No outbound bus (ADR-017). Every outbound call is inline. The map shows direct edges; the bus would mediate.
No inbound webhook bus (ADR-017). Same shape: webhooks land per-worker rather than via a canonical handler.
No canonical naming for KV bindings. STATS_CACHE, RTOPACKS_SESSIONS, etc. — UPPER_SNAKE_CASE per CF convention, but no scope or function dimension named in the binding identifier.
The translation layer in apps/admin/app/api/admin/administrators/route.ts (workspace-db.users.id → ops-db.passkey_credentials.user_id) is the kind of identity-bridge that IDENTITY-MODEL-RATIONALISATION-01 + the cluster-C migration shape will absorb. Visible as a cross-DB read in the map; will disappear when identity consolidates.

What this map is NOT¶

A complete worker inventory (use docs/docs/workers/inventory.md for that)
A complete database schema (use docs/docs/architecture/database.md)
A complete external API inventory (use individual API reference docs in docs/docs/ops/)
A roadmap for refactors (use the downstream consolidation briefs)
An authoritative source for which worker binds which DB (use the wrangler configs themselves)
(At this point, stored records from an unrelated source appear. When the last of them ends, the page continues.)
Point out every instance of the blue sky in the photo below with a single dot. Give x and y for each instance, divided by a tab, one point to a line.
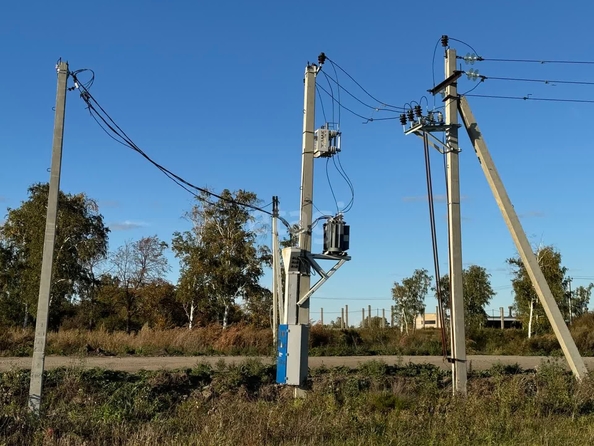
214	91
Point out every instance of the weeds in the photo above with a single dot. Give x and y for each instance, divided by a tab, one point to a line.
241	405
246	340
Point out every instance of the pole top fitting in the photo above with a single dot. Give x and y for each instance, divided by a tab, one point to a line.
322	58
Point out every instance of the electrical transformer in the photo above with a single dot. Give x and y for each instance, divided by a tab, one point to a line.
336	236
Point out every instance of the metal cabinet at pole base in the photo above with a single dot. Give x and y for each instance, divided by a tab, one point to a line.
291	364
336	236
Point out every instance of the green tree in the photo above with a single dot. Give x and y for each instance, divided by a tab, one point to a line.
477	293
81	240
135	266
527	303
579	299
410	298
220	258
This map is the strategic orientation artefact. It shows what the substrate looks like at the highest resolution, with named components carrying working-hypothesis names per ADR-018. Module-level and component-level maps drill into specific systems; this map orients to the whole.
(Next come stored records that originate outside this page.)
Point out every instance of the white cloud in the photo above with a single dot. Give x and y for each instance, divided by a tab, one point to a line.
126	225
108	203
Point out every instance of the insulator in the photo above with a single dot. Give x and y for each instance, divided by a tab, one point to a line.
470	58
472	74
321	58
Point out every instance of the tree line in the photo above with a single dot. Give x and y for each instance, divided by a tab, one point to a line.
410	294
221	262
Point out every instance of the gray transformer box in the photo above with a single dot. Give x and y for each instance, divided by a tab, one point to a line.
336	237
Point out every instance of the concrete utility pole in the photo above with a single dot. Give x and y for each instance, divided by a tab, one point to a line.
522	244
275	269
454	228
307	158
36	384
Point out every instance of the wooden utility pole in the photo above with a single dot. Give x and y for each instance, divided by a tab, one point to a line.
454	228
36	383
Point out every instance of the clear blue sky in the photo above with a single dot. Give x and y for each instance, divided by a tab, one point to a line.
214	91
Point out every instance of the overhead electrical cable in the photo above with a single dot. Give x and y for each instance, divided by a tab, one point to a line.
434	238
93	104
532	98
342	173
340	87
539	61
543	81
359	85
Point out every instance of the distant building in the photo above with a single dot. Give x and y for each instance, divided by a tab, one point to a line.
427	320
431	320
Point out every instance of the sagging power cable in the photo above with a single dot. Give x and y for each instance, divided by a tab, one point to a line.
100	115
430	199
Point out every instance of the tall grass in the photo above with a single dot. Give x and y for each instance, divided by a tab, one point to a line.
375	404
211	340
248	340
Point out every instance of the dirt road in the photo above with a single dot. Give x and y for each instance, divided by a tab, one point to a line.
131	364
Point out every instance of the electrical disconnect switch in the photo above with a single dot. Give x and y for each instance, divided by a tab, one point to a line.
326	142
Carry-forwards for v2 of this map¶

Resolve the 7 naming-convention reservations above into either (a) the convention extends to accommodate them, or (b) the components rename. Per ADR-018 "Naming convention" — "refinement happens against concrete examples when the prelim cartography lands."
Re-render after ADR-016/017 consolidation lands (outbound bus, inbound bus, full-API wrappers for Stripe + QB). Map will gain bus nodes and lose direct edges.
Re-render after OPS-DB-CONTENT-AUDIT-01's split execution lands (the chosen migration shape — A / B / C — will reshape the Layer 2/3 portion of the storage layer).
Re-render after IDENTITY-MODEL-RATIONALISATION-01 — the workspace-db ↔ ops-db identity bridge disappears.
Add module-level drilldowns as briefs land. Each module spec includes its own module-level cartography file at docs/docs/ops/cartography/<module>-module-map.md.

v1. Filed alongside the spine + ADR rewrites at commit landing 2026-05-27.